State machine transitions at specific times

Question

Simplified example:

I have a to-do. It can be future, current, or late based on what time it is.

  Time       State
  8:00 am    Future
  9:00 am    Current
  10:00 am   Late

So, in this example, the to-do is "current" from 9 am to 10 am.

Originally, I thought about adding fields for "current_at" and "late_at" and then using an instance method to return the state. I can query for all "current" todos with now > current and now < late.

In short, I'd calculate the state each time or use SQL to pull the set of states I need.

If I wanted to use a state machine, I'd have a set of states and would store that state name on the to-do. But, how would I trigger the transition between states at a specific time for each to-do?

Run a cron job every minute to pull anything in a state but past the transition time and update it
Use background processing to queue transition jobs at the appropriate times in the future, so in the above example I would have two jobs: "transition to current at 9 am" and "transition to late at 10 am" that would presumably have logic to guard against deleted todos and "don't mark late if done" and such.

Does anyone have experience with managing either of these options when trying to handle a lot of state transitions at specific times?

It feels like a state machine, I'm just not sure of the best way to manage all of these transitions.

Update after responses:

Yes, I need to query for "current" or "future" todos
Yes, I need to trigger notifications on state change ("your todo wasn't to-done")

Hence, my desire to more of a state-machine-like idea so that I can encapsulate the transitions.

Michael Deardeuff · Accepted Answer

I have designed and maintained several systems that manage huge numbers of these little state machines. (Some systems, up to 100K/day, some 100K/minute)

I have found that the more state you explicitly fiddle with, the more likely it is to break somewhere. Or to put it a different way, the more state you infer, the more robust the solution.

That being said, you must keep some state. But try to keep it as minimal as possible.

Additionally, keeping the state-machine logic in one place makes the system more robust and easier to maintain. That is, don't put your state machine logic in both code and the database. I prefer my logic in the code.

Preferred solution. (Simple pictures are best).

For your example I would have a very simple table:

task_id, current_at, current_duration, is_done, is_deleted, description...

and infer the state based on now in relation to current_at and current_duration. This works surprisingly well. Make sure you index/partition your table on current_at.

Handling logic on transition change

Things are different when you need to fire an event on the transition change.

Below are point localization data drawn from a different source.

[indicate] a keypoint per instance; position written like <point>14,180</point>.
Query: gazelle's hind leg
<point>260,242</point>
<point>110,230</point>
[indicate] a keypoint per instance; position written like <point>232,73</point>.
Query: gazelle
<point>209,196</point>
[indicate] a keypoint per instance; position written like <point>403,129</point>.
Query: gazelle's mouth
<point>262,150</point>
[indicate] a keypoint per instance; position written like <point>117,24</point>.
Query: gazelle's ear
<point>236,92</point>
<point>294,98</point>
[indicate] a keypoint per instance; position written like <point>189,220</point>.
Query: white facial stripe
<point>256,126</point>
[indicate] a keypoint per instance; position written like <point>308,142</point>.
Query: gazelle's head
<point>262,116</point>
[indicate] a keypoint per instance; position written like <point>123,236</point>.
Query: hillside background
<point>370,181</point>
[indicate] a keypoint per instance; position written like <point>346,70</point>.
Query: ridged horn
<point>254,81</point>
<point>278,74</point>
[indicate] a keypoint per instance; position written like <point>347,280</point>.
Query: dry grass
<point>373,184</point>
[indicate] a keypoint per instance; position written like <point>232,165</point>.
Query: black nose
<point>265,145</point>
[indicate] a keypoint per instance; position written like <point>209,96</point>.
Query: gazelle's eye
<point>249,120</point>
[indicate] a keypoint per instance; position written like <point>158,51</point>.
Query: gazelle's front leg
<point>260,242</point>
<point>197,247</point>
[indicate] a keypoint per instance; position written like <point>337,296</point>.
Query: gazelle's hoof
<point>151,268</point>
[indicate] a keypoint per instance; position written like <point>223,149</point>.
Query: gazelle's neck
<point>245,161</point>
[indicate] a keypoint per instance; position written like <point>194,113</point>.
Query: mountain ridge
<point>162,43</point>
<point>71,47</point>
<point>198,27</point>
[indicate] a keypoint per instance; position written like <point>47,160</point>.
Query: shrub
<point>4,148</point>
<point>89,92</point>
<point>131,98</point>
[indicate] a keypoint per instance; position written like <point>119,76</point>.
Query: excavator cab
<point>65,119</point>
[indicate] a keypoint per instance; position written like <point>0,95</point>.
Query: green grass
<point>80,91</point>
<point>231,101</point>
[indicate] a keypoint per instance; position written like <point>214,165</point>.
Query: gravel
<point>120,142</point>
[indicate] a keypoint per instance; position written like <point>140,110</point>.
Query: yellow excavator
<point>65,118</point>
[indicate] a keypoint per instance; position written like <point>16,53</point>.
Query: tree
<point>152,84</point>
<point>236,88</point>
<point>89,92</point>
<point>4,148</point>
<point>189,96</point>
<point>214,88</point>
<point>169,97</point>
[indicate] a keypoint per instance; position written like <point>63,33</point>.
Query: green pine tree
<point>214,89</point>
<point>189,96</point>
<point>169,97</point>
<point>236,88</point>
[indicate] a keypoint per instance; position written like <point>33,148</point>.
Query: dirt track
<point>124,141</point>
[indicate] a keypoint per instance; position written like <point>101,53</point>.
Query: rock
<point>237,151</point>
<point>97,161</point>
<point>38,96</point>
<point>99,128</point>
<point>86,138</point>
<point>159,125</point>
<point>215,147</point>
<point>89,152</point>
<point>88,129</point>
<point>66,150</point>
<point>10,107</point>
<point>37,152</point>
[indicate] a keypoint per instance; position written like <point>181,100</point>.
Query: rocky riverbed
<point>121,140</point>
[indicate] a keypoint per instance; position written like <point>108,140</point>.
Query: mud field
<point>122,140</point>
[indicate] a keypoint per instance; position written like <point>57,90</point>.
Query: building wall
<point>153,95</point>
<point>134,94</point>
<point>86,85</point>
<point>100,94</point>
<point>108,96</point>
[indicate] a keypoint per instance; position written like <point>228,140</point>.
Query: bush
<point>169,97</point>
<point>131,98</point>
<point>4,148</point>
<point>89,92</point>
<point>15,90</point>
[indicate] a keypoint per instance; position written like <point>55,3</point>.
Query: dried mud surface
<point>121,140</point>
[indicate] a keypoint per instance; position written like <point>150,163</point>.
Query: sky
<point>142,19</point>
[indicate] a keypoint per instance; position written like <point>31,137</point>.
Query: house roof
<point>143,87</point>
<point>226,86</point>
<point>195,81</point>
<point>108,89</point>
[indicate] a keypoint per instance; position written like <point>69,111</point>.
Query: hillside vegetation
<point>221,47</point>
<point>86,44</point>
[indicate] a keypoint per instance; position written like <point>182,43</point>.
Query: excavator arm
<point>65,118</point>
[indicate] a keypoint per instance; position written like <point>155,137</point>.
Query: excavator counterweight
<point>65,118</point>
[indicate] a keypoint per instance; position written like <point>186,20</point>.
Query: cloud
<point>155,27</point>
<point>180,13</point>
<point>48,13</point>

Change your table to look like this:

task_id, current_at, current_duration, state, locked_by, locked_until, description...

Keep your index on current_at, and add one on state if you like. You are now mangling state, so things are a little more fragile due to concurrency or failure, so we'll have to shore it up a little bit using locked_by and locked_until for optimistic locking which I'll describe below.

I assume your program will fail in the middle of processing on occassion—even if only for a deployment.

You need a mechanism to transition a task from one state to another. To simplify the discussion, I'll concern myself with moving from FUTURE to CURRENT, but the logic is the same no matter the transition.

If your dataset is large enough, you constantly poll the database to discover to discover tasks requiring transition (of course, with linear or exponential back-off when there's nothing to do); otherwise you use or your favorite scheduler whether it is cron or ruby-based, or Quartz if you subscribe to Java/Scala/C#.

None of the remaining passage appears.